The Guardian's title is a bit misleading I would say.
"[A UN spojesperson] can confirm that he is retiring today. He informed the UN in March 2023 of his upcoming retirement, which takes effect tomorrow. The views in his letter made public today are his personal views.”
So he steps down because he is retiring, not because of the genocide.
You are correct. He has served the UN since 1992 and he did not step down for Yemen or any genocide. It is just his retirement letter.
Also this is mentioned in the article:
He was criticised for posting support of the boycott, divest, sanctions (BDS) movement and accusing Israel of apartheid – an accusation which he repeated in his retirement letter.
Mokhiber said he had not been made aware of the review.

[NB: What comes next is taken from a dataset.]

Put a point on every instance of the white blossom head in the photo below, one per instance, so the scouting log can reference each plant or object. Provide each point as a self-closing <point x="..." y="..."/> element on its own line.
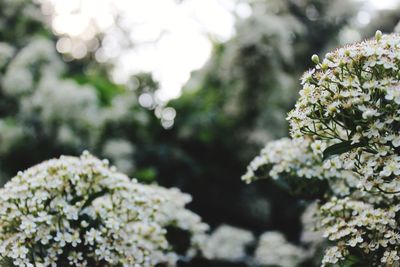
<point x="352" y="98"/>
<point x="362" y="232"/>
<point x="297" y="165"/>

He said: “Israel lobby groups regularly harass and complain about UN officials who speak out on Israeli violations, but the UN is used to this tactic, so I would be surprised if any such ‘complaint’ went anywhere.
[...]
After the death of the Palestinian-American journalist Shireen Abu Akleh, who was almost certainly fatally shot by an Israeli sniper, Mokhiber posted on X, formerly known as Twitter, that Israel was “whitewashing the cold blooded murder of its own citizen”.
The post continued: “No accountability. Just an official cover-up. A pattern of supporting #impunity that goes back 75 years and includes covering up war crimes, crimes against humanity, ethnic cleansing, apartheid & state terrorism.”
We'll come up with a new word for bombing thousands of children! Not "genocide". Too icky. We'll call it something friendly. Like Public Cleansing. Or Forced Relocation.